Karola Obermüller composed the Suite des femmages as a set of tributes to both the composer Ruth Crawford Seeger and Obermüller's own mother, Barbara, and they are accordingly imbued with a ferocity and a bracing power which reflects her admiration for both the women and their accomplishments. Errolyn Wallen dedicated Louis’ Loops to her infant godson, and there is a playful quality to the juxtaposition of frenetic activity with oases of peace, where echoes of the past resurface poetically and sometimes with subtle irony.
Santa Ratniece took inspiration from the world of astronomy for Mira, which is named after a kind of pulsing star: with every pulse cycle, Mira increases in luminosity and strength.
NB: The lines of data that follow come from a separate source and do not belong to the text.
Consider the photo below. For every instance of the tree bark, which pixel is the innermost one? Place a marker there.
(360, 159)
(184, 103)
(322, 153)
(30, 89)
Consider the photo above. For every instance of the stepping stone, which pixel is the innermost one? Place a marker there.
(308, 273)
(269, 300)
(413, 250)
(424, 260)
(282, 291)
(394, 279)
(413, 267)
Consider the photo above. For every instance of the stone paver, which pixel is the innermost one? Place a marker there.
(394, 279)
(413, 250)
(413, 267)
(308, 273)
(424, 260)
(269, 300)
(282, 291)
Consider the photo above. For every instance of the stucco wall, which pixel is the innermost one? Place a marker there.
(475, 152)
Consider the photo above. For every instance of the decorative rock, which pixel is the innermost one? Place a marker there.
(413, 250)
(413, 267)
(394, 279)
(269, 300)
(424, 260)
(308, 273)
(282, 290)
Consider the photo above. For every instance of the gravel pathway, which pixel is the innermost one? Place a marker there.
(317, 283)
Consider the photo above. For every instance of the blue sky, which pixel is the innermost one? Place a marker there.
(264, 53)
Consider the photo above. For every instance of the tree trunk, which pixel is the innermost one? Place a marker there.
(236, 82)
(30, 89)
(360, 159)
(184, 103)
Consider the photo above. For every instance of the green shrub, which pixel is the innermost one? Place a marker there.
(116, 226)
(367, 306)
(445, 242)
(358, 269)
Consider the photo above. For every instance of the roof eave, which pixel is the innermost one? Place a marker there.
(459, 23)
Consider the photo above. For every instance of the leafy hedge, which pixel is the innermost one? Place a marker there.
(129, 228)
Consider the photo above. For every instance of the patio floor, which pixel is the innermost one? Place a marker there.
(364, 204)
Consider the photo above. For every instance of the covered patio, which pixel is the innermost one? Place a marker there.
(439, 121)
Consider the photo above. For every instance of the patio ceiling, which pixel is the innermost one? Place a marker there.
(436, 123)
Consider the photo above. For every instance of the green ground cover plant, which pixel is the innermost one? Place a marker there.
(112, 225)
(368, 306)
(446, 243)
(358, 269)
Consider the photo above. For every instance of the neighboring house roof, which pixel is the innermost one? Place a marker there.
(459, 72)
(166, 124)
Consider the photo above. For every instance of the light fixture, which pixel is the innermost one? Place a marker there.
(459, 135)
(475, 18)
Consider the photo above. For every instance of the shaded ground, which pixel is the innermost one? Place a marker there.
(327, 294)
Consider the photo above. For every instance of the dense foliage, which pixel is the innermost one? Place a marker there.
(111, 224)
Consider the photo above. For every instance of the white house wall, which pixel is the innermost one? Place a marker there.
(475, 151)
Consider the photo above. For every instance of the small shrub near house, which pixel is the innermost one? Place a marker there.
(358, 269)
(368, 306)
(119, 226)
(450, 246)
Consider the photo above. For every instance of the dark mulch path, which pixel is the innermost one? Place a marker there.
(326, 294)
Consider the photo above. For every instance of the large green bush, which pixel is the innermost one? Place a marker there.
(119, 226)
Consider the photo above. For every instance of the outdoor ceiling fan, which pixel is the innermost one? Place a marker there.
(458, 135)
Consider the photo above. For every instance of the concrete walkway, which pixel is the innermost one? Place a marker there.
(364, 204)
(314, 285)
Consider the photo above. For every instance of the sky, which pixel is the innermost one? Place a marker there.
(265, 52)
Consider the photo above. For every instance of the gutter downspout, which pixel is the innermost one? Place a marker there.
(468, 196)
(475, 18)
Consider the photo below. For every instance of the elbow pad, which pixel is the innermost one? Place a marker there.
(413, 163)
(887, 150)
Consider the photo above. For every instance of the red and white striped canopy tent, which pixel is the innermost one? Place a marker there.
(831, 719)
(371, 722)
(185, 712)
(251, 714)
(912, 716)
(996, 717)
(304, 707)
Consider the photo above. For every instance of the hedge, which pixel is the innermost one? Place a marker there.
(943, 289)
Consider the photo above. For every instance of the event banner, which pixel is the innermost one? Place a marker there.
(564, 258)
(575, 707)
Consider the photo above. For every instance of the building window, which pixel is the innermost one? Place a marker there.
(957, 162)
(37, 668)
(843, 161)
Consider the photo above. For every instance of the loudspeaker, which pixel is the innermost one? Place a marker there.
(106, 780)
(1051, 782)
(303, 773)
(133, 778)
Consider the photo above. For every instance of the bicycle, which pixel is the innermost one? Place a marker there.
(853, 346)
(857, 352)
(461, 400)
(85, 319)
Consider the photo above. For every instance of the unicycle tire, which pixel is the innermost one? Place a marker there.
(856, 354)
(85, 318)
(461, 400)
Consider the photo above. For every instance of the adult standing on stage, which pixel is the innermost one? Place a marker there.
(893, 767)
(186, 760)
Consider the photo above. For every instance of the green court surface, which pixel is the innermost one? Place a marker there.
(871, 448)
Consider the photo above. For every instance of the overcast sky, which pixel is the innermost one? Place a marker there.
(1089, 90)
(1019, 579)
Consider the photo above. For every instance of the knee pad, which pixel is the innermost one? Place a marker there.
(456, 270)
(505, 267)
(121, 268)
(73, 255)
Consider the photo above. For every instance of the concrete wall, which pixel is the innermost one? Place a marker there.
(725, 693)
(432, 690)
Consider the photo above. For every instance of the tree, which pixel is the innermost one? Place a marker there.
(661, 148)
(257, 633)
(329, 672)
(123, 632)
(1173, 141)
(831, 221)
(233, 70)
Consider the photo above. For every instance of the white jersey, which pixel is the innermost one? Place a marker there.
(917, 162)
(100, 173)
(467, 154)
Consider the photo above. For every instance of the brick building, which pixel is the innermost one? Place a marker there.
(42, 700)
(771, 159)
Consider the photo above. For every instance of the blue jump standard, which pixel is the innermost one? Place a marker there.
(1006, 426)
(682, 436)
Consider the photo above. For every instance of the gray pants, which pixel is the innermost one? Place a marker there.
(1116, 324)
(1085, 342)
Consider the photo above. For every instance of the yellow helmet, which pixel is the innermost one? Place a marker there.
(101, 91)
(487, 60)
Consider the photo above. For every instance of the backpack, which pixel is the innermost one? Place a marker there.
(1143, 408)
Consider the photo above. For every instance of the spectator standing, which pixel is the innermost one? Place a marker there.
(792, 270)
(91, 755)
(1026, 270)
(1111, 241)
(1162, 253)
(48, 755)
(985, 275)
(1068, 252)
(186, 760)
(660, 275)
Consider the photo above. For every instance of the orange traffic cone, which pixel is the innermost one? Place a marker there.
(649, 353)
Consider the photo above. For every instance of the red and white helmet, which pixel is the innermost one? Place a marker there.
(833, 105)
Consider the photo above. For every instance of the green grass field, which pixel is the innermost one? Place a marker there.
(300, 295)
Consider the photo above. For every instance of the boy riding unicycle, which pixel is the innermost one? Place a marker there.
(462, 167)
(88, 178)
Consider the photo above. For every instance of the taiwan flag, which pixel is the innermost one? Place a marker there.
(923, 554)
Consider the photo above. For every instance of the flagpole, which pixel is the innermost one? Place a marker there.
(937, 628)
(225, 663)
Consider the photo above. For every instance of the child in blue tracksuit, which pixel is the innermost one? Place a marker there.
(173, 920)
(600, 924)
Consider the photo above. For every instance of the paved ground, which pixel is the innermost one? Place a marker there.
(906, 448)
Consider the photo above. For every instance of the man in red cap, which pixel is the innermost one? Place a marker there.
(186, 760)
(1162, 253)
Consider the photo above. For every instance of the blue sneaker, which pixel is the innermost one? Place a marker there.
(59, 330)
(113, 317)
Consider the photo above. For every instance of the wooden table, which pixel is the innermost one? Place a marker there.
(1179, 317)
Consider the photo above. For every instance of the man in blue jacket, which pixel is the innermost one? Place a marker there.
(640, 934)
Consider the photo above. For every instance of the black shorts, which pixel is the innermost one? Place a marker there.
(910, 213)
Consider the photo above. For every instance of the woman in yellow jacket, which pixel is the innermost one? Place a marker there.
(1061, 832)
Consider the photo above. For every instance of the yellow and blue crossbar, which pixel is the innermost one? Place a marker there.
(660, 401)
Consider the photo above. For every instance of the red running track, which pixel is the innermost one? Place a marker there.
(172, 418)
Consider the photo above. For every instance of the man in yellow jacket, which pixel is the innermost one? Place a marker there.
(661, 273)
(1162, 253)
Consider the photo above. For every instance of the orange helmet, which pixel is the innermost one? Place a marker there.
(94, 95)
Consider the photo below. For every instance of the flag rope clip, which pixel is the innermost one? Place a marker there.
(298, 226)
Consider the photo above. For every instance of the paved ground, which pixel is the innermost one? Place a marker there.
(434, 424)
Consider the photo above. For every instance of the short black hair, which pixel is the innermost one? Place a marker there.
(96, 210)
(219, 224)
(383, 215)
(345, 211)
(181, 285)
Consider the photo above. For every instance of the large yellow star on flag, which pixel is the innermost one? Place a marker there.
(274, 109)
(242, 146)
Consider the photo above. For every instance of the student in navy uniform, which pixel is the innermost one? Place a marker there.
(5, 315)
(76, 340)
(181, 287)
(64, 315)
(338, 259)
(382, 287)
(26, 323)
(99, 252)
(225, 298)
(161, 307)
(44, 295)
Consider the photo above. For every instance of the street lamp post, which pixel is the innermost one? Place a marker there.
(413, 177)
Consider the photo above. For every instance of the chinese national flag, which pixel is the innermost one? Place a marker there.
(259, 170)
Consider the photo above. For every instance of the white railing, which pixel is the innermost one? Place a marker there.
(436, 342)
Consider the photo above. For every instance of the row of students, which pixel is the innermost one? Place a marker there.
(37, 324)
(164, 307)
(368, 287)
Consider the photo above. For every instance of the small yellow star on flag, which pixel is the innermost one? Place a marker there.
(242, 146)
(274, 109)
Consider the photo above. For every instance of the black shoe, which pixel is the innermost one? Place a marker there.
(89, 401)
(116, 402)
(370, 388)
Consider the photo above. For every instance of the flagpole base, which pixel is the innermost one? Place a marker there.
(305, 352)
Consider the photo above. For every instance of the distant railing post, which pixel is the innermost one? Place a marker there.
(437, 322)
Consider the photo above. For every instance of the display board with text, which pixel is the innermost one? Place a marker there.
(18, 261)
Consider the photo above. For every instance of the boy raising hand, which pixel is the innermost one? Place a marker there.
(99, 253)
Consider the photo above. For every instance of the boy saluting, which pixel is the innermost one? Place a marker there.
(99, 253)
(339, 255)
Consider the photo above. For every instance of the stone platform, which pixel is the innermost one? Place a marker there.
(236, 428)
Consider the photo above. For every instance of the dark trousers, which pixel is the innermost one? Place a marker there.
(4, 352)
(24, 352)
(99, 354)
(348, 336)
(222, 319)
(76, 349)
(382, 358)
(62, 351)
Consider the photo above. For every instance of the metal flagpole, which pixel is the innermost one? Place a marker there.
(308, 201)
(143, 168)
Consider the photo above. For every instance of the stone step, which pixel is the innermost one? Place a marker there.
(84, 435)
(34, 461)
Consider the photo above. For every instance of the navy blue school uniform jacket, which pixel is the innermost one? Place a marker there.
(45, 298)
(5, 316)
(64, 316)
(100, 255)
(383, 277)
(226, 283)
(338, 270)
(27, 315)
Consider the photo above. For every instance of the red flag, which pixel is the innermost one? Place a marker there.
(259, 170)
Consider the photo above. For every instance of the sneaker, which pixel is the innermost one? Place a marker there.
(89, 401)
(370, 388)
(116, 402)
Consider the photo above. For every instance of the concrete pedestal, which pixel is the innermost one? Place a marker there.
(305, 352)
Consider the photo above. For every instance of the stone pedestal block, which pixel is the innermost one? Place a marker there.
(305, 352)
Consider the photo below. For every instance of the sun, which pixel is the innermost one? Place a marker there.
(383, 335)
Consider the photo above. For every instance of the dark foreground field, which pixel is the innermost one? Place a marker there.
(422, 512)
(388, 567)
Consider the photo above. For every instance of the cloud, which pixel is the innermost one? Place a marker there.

The Mobius-Ring of Misato Mochizuki describes an earthly scientific phenomenon, looping like Wallen’s and Ratniece’s works through evolving pulsations of the same material. Sofia Gubaidulina organised the Ritorno perpetuo along complementary principles of varied repetition, determined in part by numerology and the Fibonacci sequence. This is the most extensive work on the album, but every piece here has something distinctive to say, and gains from its contrast with the others.
A previous album of Italian contemporary works for harpsichord on Brilliant Classics (96408) demonstrated Luca Quintavalle’s eclectic reach and mastery of diverse styles, to which this unique collection makes a lively sequel.